The Art of SQL Server Database Administration, Development, and Career Skills for the Technically Minded
Whether you can admit it to yourself or not, data without relation or context is pointless. Let’s say I have a database with 14 TB of integers between 0 and 100, with the occasional outlier of numbers as high as 206. Question for you, is the number 80 good? Is it bad? Am I happy when I find it more often, or less often. If my average number of values was greater or less than 80, do people live happier, healthier lives?
If those numbers come in faster and faster and change more often than they used to, I suddenly have BIG DATA but does labeling it that suddenly give you any clue as to whether or not 80 is desirable?
I’m a relational guy by nature, I am interested in what purpose my data serves. Conversely, I really HATE the fact that buzzwords have no relation to solutions.
That’s like you saying my database above, with no more context than I’ve given you, should always have numbers less than 40.
At least BIG DATA, another buzzword of our time, has some contextual relation to the four Vs (volume, variety, velocity, and veracity). It’s still a buzzword, but at least it provides some meaningful context if you remember what it meant back before the marketing people got a hold of it.
The NoSQL movement really irks me, not because I don’t think databases like MemcacheDB or DocumentDB or Riak are pointless. I actually think they have a very critical place in data storage and make an extremely strong argument for usage – IN SPECIFIC USE CASES.
My problem with the NoSQL movement, as I finally clued into reading a Steve Jones post this morning, is that the entire movement has very little context or relation. Up until now it’s been driven completely by people who have a hard time conceptualizing joins and feeling like this label means they don’t have to anymore.
Saying I am a proponent of NoSQL is literally saying, I prefer storing my data in anyway possible that doesn’t require me to have to use the SQL language to query it. Beyond that, I don’t really care how it’s stored. Or, in short, I am someone who shouldn’t be trusted with your data. It’s like answering the question, “what would you like to drink?”, with the answer, “I don’t like milk”. Awesome, here is a big glass of cough syrup, enjoy!
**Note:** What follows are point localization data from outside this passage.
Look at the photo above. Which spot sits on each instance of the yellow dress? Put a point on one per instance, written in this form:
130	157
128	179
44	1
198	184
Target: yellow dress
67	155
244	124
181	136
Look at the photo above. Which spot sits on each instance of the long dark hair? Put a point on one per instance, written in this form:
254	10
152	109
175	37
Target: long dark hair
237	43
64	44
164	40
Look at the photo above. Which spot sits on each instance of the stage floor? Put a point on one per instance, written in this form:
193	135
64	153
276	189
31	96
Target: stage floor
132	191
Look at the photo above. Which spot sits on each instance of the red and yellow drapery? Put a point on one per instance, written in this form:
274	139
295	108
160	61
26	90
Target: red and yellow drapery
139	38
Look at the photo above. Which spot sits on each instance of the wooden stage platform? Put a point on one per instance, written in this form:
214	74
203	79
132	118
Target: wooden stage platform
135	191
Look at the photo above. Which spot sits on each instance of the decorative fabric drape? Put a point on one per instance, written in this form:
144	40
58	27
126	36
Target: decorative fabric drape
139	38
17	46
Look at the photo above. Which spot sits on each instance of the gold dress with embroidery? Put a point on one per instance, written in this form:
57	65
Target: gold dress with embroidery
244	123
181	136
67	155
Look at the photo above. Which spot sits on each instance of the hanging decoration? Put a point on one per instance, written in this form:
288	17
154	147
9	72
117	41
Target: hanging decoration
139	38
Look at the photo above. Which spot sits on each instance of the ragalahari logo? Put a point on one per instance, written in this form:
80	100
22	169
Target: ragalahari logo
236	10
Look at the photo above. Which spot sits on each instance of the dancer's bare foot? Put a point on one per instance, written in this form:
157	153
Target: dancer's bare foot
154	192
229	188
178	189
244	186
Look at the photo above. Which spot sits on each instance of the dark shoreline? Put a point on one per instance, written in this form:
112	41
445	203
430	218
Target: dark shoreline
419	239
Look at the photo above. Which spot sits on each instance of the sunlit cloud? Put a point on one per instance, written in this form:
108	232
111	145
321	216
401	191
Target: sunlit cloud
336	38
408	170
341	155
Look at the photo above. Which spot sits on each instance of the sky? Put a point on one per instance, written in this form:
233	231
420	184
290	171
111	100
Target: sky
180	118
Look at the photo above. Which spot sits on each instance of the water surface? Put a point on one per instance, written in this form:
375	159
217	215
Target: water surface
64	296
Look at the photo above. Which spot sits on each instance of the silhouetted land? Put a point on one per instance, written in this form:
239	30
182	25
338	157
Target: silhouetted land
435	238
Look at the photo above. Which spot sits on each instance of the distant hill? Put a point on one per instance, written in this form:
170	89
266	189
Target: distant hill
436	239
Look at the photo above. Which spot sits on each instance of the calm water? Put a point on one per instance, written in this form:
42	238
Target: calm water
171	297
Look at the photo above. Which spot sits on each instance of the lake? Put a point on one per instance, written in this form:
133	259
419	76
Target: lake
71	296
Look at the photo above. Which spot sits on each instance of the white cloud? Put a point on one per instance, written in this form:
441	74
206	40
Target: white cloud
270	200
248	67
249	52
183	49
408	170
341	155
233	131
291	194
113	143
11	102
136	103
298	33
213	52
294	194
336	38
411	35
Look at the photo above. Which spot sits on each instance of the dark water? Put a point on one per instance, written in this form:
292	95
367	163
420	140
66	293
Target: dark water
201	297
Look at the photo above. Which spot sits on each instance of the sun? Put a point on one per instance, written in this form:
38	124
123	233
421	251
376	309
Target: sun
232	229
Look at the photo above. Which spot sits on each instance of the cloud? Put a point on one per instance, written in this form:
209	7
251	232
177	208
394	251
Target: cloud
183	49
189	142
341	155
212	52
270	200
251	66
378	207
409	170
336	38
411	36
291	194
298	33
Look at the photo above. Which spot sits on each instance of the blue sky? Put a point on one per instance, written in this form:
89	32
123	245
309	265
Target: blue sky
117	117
If you were choosing a database it would go something like this:
-- first, what are my choices? SELECT Category FROM DatabaseCategory; /* results could include any of the following: Key Value Tuple Store Object Tabular Document Store Wide Column Store Graph Multi-Value Relational Multi-Model */ -- just kidding, I don't actually care, as long as it's NoSQL SELECT TOP 1 DatabaseName FROM DatabaseList WHERE CatKey NOT IN ( SELECT CatKey FROM DatabaseCategory WHERE [Type] = 'Relational' );
Next time someone asks you how data should be stored, provide them an opportunity to define context and relation before making a decision.
It might look something more like this:
/* Our application is going to use small schema on demand in the form of JSON, but it's critical that we maintain ACID compliance due to nature of decisions those documents drive */ SELECT DatabaseName FROM DatabaseList DL INNER JOIN DatabaseCategory DC ON DL.CatKey = DC.CatKey WHERE ACIDCompliant = 1 AND Category = 'Document';
I may still have some choices to make but at least I have relational context between my solution and my problem.